ABSTRACT Coordinated regulation of the comprehensive performance of rubber composites stands as a pivotal challenge in both academic research and engineering applications within the polymer field. Solution‐polymerized styrene‐butadiene rubber (SSBR) is recognized as a core material for high‐performance green tire treads, and the synergistic optimization of dual‐phase fillers (carbon black (CB) and silica) plays a decisive role in upgrading the material's integrated properties. In this study, solution‐polymerized styrene‐butadiene rubber composites were prepared with a fixed total filler content of 70 parts and varying carbon black/silica ratios. Their vulcanization characteristics, filler dispersion, interfacial interactions, and static/dynamic mechanical properties were systematically characterized. A hyperelastic constitutive model was fitted based on uniaxial tensile data, and finite element analysis was used to simulate their mechanical behavior, which was subsequently validated experimentally.
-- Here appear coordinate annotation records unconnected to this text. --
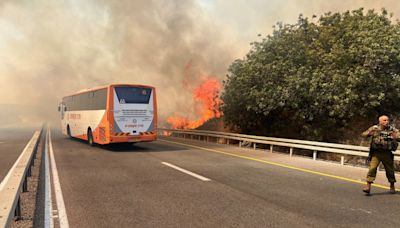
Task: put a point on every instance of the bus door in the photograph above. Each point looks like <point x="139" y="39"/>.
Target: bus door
<point x="62" y="109"/>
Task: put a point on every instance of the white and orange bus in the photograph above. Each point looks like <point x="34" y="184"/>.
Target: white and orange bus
<point x="111" y="114"/>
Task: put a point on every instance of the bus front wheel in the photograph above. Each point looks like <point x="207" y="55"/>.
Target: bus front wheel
<point x="90" y="137"/>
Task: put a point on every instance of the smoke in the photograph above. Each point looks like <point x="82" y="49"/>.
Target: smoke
<point x="50" y="48"/>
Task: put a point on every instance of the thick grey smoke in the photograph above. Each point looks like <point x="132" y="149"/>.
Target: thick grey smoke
<point x="51" y="48"/>
<point x="54" y="48"/>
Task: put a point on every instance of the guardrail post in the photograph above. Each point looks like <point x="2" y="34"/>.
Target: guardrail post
<point x="25" y="184"/>
<point x="17" y="212"/>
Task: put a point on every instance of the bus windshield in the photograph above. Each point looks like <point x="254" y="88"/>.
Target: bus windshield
<point x="133" y="95"/>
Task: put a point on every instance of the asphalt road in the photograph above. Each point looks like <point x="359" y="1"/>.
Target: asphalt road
<point x="12" y="143"/>
<point x="128" y="186"/>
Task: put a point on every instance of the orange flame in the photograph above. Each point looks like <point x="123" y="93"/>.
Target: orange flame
<point x="208" y="102"/>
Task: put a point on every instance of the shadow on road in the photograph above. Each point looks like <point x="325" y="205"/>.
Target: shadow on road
<point x="133" y="147"/>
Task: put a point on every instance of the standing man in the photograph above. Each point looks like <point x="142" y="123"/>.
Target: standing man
<point x="382" y="144"/>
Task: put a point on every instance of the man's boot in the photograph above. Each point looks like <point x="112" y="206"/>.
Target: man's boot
<point x="367" y="188"/>
<point x="392" y="188"/>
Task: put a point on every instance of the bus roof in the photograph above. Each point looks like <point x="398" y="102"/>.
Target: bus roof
<point x="106" y="86"/>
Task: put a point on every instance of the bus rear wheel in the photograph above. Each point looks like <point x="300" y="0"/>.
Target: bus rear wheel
<point x="90" y="137"/>
<point x="69" y="132"/>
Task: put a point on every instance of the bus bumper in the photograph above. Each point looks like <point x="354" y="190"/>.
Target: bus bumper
<point x="133" y="138"/>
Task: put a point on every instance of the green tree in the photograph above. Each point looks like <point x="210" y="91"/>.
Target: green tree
<point x="317" y="80"/>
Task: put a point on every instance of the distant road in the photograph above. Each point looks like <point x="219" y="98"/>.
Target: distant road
<point x="12" y="143"/>
<point x="155" y="185"/>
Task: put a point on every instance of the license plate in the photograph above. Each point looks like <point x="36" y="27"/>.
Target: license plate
<point x="134" y="140"/>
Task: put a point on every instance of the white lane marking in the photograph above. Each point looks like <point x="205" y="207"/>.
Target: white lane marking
<point x="4" y="181"/>
<point x="48" y="221"/>
<point x="186" y="171"/>
<point x="62" y="214"/>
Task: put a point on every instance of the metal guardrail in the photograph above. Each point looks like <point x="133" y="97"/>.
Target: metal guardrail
<point x="271" y="141"/>
<point x="16" y="182"/>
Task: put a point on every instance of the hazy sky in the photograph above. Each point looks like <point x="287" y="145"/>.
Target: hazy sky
<point x="51" y="48"/>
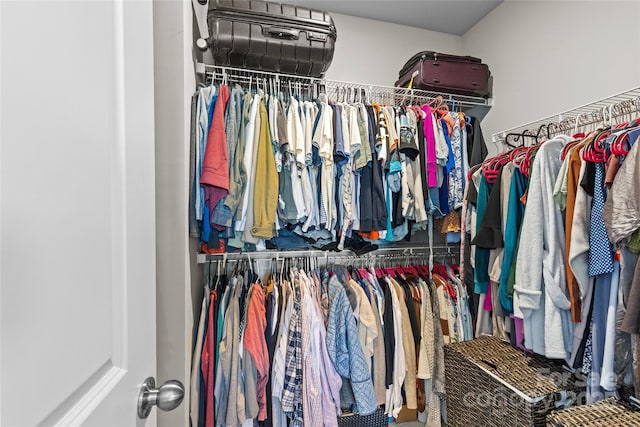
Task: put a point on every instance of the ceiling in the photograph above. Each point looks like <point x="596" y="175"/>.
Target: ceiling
<point x="446" y="16"/>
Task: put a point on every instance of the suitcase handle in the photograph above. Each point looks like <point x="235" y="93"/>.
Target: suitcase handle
<point x="281" y="33"/>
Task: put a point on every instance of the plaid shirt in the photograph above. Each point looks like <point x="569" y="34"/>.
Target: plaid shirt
<point x="292" y="392"/>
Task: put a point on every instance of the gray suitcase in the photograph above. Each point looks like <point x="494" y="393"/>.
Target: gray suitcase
<point x="270" y="36"/>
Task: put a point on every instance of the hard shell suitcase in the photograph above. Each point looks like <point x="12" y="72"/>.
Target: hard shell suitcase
<point x="440" y="72"/>
<point x="270" y="36"/>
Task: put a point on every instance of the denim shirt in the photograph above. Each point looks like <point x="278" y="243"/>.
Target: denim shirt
<point x="345" y="350"/>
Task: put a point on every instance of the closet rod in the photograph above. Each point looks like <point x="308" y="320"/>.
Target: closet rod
<point x="398" y="93"/>
<point x="587" y="114"/>
<point x="378" y="253"/>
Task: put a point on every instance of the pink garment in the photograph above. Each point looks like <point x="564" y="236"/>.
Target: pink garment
<point x="215" y="165"/>
<point x="487" y="301"/>
<point x="519" y="327"/>
<point x="256" y="345"/>
<point x="430" y="137"/>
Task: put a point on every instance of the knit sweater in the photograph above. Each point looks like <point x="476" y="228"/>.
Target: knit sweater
<point x="540" y="291"/>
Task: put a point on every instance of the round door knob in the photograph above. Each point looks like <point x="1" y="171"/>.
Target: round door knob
<point x="167" y="397"/>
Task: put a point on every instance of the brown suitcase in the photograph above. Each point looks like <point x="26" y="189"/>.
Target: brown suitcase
<point x="440" y="72"/>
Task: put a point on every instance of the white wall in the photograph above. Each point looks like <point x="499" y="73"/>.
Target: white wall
<point x="373" y="52"/>
<point x="174" y="84"/>
<point x="551" y="56"/>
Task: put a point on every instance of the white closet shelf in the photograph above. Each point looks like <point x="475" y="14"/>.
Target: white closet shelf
<point x="382" y="253"/>
<point x="383" y="94"/>
<point x="594" y="112"/>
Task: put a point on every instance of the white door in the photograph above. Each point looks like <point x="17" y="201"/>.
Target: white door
<point x="77" y="253"/>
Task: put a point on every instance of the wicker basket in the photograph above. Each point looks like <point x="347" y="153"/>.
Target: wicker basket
<point x="377" y="419"/>
<point x="488" y="382"/>
<point x="609" y="412"/>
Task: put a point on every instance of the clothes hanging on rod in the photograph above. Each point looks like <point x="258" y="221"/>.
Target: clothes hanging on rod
<point x="553" y="233"/>
<point x="274" y="168"/>
<point x="305" y="342"/>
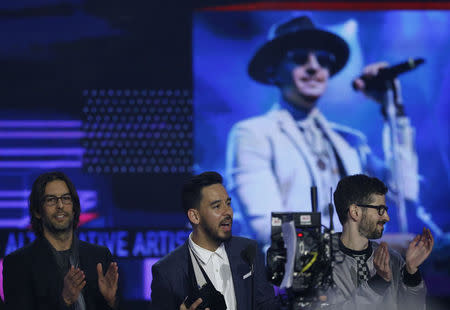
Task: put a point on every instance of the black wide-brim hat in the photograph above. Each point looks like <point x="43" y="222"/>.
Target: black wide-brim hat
<point x="297" y="33"/>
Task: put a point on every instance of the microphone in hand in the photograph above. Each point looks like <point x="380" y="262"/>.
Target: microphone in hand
<point x="368" y="82"/>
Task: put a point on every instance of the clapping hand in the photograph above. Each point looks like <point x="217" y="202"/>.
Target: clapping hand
<point x="381" y="262"/>
<point x="73" y="284"/>
<point x="108" y="283"/>
<point x="418" y="250"/>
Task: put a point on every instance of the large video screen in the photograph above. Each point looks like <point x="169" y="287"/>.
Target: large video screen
<point x="244" y="129"/>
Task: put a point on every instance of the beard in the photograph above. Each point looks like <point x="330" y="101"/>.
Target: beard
<point x="370" y="229"/>
<point x="57" y="228"/>
<point x="213" y="233"/>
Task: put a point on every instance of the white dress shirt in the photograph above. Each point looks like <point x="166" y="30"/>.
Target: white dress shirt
<point x="217" y="267"/>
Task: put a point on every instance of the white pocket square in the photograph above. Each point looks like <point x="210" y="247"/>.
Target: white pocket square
<point x="247" y="275"/>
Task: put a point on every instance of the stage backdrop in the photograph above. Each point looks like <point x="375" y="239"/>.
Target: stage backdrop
<point x="100" y="90"/>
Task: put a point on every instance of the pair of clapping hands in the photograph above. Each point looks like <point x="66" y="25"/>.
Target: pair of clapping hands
<point x="418" y="251"/>
<point x="74" y="281"/>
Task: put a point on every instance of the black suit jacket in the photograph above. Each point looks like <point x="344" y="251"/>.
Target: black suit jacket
<point x="31" y="280"/>
<point x="171" y="283"/>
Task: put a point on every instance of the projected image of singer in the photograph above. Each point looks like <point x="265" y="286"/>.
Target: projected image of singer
<point x="58" y="271"/>
<point x="212" y="269"/>
<point x="274" y="159"/>
<point x="368" y="275"/>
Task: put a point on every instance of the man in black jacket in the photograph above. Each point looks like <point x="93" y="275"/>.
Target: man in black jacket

The results indicate that when the silica content was 10 parts, a balance between wet skid resistance and rolling resistance was achieved through synergistic filler dispersion and enhanced filler–rubber interfacial bonding, yielding the optimal overall performance. The Ogden model ( N = 3) demonstrated the highest fitting accuracy, and the finite element analysis results were in excellent agreement with the experimental data. This study provides theoretical guidance for tire tread compound formulation design and offers a technical approach for predicting the performance of rubber composites.